«¡Quítate de en medio!», gritó un joven, empujando a Mia, una chica con movilidad reducida, que estaba de pie en la parada del autobús.
Pero al instante siguiente, sucedió algo que no se esperaba en absoluto.
Era una fresca mañana de sábado. La parada del autobús bullía con las voces de los estudiantes que corrían a clase, los oficinistas y un anciano con un vaso de café de papel.
Mia Thompson estaba a un lado, apoyada en sus muletas. Cada movimiento le costaba un gran esfuerzo. Su mochila estaba cerca, su mirada fija en algo lejano.

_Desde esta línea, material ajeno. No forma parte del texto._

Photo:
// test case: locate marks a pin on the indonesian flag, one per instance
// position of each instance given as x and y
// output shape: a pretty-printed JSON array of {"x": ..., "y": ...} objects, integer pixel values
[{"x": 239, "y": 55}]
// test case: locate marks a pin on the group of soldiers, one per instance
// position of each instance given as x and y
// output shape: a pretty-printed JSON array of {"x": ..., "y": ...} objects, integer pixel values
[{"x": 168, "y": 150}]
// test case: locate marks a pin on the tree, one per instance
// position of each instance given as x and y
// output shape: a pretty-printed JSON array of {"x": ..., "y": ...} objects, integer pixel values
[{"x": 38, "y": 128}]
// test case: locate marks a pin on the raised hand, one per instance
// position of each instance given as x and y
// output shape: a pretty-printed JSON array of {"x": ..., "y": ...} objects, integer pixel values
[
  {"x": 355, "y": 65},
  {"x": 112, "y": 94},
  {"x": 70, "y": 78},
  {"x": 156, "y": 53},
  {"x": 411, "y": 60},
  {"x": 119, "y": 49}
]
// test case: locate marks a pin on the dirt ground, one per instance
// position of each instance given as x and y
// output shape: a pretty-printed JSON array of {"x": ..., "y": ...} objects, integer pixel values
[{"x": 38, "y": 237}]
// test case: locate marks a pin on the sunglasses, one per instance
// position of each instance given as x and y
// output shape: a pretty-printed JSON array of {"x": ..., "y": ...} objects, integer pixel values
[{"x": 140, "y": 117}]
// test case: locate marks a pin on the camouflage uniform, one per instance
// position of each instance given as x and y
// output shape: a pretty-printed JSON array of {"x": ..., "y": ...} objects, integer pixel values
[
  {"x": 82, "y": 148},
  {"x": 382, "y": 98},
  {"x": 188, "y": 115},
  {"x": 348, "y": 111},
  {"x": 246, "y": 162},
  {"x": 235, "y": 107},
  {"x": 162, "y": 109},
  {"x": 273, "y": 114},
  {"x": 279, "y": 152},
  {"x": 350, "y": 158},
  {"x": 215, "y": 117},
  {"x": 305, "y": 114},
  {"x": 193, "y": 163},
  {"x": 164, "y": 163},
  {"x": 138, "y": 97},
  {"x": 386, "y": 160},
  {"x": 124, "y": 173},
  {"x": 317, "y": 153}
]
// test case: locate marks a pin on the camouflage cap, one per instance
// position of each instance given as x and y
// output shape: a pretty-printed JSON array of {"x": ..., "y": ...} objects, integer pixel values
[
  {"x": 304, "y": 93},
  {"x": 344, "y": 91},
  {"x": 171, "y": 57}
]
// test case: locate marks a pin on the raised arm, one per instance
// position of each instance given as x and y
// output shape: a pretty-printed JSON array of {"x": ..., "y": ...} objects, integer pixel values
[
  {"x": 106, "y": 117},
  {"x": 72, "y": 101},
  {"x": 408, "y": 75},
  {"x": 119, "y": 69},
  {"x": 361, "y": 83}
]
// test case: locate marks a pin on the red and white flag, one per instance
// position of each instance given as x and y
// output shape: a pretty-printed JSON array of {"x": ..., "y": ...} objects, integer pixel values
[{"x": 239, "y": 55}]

Un hombre alto y seguro de sí mismo se acercó a la parada del autobús, con auriculares y un bocadillo en la mano. La miró con irritación.
«Muévete», murmuró.

«No… puedo ir más rápido», respondió Mia en voz baja.

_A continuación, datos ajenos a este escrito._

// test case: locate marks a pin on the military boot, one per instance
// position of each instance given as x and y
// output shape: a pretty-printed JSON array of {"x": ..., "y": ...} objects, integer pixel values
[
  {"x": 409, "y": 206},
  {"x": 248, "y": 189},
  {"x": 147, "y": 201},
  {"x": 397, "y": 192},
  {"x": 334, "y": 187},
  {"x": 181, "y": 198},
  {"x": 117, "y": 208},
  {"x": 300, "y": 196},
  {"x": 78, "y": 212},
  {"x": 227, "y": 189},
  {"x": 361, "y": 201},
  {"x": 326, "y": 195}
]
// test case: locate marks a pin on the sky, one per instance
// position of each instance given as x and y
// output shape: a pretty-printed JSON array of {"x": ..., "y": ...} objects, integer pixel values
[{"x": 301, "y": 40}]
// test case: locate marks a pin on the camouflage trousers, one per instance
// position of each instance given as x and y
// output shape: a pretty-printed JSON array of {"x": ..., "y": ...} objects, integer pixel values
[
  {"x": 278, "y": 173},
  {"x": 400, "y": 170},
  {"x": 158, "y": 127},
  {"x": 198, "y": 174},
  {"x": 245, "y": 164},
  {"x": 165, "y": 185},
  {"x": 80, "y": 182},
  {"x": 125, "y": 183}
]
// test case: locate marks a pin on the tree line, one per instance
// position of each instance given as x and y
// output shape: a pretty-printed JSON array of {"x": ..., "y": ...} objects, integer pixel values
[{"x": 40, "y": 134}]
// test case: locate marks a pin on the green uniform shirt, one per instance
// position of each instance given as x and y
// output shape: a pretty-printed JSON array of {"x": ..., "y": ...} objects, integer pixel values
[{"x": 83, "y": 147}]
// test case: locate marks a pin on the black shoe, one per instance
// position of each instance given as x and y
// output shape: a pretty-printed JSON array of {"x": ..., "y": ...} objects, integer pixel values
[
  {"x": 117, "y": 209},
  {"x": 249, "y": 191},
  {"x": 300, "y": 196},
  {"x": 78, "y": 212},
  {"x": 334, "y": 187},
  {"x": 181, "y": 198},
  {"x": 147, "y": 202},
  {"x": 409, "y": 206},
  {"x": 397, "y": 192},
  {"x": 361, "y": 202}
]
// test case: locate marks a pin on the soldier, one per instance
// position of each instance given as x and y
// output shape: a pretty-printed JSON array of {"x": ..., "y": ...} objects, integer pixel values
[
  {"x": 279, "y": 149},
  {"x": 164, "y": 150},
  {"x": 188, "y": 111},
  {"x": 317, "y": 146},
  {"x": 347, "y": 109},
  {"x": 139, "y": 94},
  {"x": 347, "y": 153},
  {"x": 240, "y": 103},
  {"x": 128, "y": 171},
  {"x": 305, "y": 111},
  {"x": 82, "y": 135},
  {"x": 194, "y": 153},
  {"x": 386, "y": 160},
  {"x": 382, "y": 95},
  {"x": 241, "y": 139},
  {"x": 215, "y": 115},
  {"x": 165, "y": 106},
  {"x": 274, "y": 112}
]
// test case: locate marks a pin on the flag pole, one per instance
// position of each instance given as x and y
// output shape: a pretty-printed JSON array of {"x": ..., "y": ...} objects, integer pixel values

Al instante siguiente, un golpe seco, el tintineo de las muletas contra el cemento, y cayó. La multitud se quedó paralizada. Alguien jadeó, alguien apartó la mirada. Nadie la ayudó.
«¿Por qué?», susurró, temblando de dolor y humillación. El chico sonrió y retrocedió un paso. Pero antes de que pudiera moverse, un sonido resonó: claro, rítmico, como el redoble de un tambor.
Una columna de ciclistas con mallas azules idénticas avanzaba por la calle: participantes de la Marcha por la Libertad de Portland. Casi un centenar de personas.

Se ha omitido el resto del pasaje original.